À pergunta sobre se é imprescindível fazer a revisão dos escalões do IRS durante esta legislatura – que finda em 2023 -, Costa rejeitou utilizar “palavras que sejam irrevogáveis ou imprescindíveis”, mas reconheceu ser “necessário para o país” que acontecesse.
“Se não fizermos a revisão dos escalões não foi porque deixámos de acreditar que é importante, é porque temos de nos ajustar à realidade. Ninguém tem dúvidas de que o cenário em que estamos a preparar este OE2021 é distinto do anterior e exige que olhemos para este Orçamento também a pensar nos seguintes”, explicitou.
Costa garantiu também que o Governo vai “usar ainda este ano a autorização legislativa” que foi concedida “para a redução do IVA” da electricidade. Esta medida “entrará em vigor ainda este ano”, uma vez que é “transversal a todas as famílias”.
Reguengos: “Ordem dos Médicos não tem competência legal para fazer estudo”
António Costa assumiu igualmente que houve falhas na situação que envolveu o lar em Reguengos de Monsaraz – onde morreram 16 utentes infectados com o novo coronavírus (SARS-CoV-2), mas reforçou que a instituição “é de uma fundação privada” e que, “quando foi alertado, o Estado reagiu imediatamente”.
O surto de Reguengos de Monsaraz provocou 162 casos de infecção, a maior parte no lar da FMIVPS (80 utentes e 26 profissionais), mas também 56 pessoas da comunidade, tendo morrido 18 pessoas (16 utentes, uma funcionária do lar e um homem da comunidade).

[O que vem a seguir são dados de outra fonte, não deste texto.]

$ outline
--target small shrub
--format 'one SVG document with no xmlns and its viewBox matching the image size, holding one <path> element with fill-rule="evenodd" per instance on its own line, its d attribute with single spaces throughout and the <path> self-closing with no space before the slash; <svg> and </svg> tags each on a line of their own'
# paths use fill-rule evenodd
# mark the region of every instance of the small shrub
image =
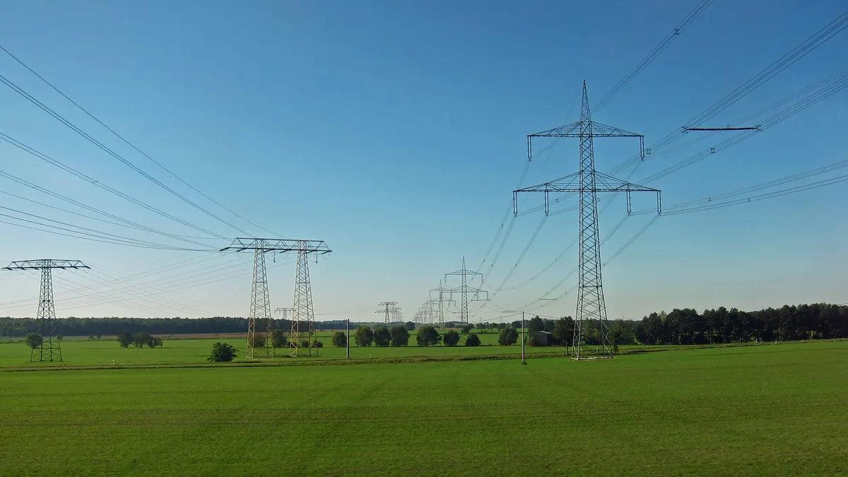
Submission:
<svg viewBox="0 0 848 477">
<path fill-rule="evenodd" d="M 26 338 L 24 339 L 24 342 L 26 343 L 26 345 L 33 350 L 41 346 L 42 340 L 43 338 L 42 338 L 42 335 L 37 333 L 27 333 Z"/>
<path fill-rule="evenodd" d="M 337 348 L 343 348 L 348 345 L 348 335 L 343 331 L 337 331 L 332 334 L 332 345 Z"/>
<path fill-rule="evenodd" d="M 460 343 L 460 334 L 455 329 L 449 330 L 444 334 L 444 345 L 455 346 Z"/>
<path fill-rule="evenodd" d="M 118 344 L 120 345 L 121 348 L 128 348 L 132 343 L 132 334 L 129 331 L 124 331 L 118 334 Z"/>
<path fill-rule="evenodd" d="M 388 346 L 392 341 L 392 335 L 388 333 L 388 329 L 384 327 L 377 327 L 374 330 L 374 344 L 377 346 Z"/>
<path fill-rule="evenodd" d="M 506 327 L 500 330 L 498 336 L 498 344 L 501 346 L 509 346 L 518 342 L 518 332 L 512 327 Z"/>
<path fill-rule="evenodd" d="M 217 342 L 212 345 L 212 354 L 206 358 L 209 362 L 230 362 L 236 358 L 236 348 L 229 343 Z"/>
</svg>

Costa reiterou que mantém confiança na ministra do Trabalho, Solidariedade e Segurança Social, Ana Mendes Godinho: “A ministra disse claramente que não desvalorizava o que aconteceu, e mais: a actuação que tivemos demonstrou que não desvalorizámos. Convém não esquecer que em Abril tivemos 363 surtos em lares e ontem tínhamos 80. Não acordámos agora por causa do relatório de uma entidade [Ordem dos Médicos] que não tem competência legal para fazer esse estudo. As ordens profissionais existem para regular o exercício da actividade dos seus profissionais, ponto. Não existem para fiscalizar o Estado.”